- IATA: none; ICAO: KBHK; FAA LID: BHK;

Summary
- Airport type: Public
- Owner: Baker City & Fallon County
- Serves: Baker, Montana
- Elevation AMSL: 2,975 ft (907 m)
- Coordinates: 46°20′52″N 104°15′34″W﻿ / ﻿46.34778°N 104.25944°W
- Interactive map of Baker Municipal Airport

Runways
| Direction | Length |  | Surface |
| ft | m |
| 13/31 | 4,898 | 1,493 | Asphalt |

Statistics (2010)
- Aircraft operations: 7,050
- Based aircraft: 23
- Source: Federal Aviation Administration

= Baker Municipal Airport =

Airport in Montana, United States

Baker Municipal Airport is a public-use airport located 1 nmi southeast of the central business district of Baker, a city in Fallon County, Montana, United States. The airport is owned by Baker City and Fallon County. It is included in the FAA's National Plan of Integrated Airport Systems for 2011–2015, which categorized it as a general aviation facility.

Although many U.S. airports use the same three-letter location identifier for the FAA and IATA, this facility is assigned BHK by the FAA but has no designation from the IATA (which assigned BHK to Bukhara Airport in Bukhara, Uzbekistan).

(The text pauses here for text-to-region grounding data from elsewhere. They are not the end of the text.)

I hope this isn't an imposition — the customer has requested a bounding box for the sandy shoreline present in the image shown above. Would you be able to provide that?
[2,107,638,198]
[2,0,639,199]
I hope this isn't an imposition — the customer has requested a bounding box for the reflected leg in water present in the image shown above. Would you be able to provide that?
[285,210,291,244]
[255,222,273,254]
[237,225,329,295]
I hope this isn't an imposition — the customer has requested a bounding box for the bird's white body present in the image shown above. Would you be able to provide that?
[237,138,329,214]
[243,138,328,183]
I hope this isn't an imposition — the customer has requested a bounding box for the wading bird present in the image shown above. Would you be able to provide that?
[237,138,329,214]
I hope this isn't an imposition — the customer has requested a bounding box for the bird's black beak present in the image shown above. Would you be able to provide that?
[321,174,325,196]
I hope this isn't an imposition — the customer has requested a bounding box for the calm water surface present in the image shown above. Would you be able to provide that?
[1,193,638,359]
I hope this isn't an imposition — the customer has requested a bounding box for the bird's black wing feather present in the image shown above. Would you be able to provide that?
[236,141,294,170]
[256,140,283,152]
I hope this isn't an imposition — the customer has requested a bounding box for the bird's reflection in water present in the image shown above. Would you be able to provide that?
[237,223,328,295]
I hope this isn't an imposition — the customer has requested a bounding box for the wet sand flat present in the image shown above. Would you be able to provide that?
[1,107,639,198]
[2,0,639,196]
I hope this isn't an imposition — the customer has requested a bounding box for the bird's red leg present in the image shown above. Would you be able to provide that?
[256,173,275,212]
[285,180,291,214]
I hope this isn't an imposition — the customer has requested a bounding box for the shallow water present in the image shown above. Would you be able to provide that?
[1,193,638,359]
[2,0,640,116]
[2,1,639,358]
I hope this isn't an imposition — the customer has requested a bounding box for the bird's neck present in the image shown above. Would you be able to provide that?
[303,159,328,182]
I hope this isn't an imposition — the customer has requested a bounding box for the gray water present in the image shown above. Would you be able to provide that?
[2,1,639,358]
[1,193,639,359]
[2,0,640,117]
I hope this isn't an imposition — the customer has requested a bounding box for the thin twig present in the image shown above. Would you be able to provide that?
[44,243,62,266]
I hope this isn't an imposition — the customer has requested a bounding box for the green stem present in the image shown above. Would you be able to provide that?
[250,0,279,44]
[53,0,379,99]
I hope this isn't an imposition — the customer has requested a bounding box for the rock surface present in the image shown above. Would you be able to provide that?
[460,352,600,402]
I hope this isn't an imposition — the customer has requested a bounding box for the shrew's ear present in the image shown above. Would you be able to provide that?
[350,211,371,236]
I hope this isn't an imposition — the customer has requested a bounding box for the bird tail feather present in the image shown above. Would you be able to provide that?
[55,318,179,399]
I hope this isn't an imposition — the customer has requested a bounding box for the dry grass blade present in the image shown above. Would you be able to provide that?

== Facilities and aircraft ==
Baker Municipal Airport covers an area of 193 acre at an elevation of 2,975 ft above mean sea level. It has one runway designated 13/31 with an asphalt surface measuring 4,898 by 75 ft.

For the 12-month period ending September 1, 2010, the airport had 7,050 aircraft operations, an average of 19 per day: 95% general aviation, 4% air taxi, and 1% military. At that time there were 23 aircraft based at this airport: 87% single-engine, 9% multi-engine and 4% helicopter.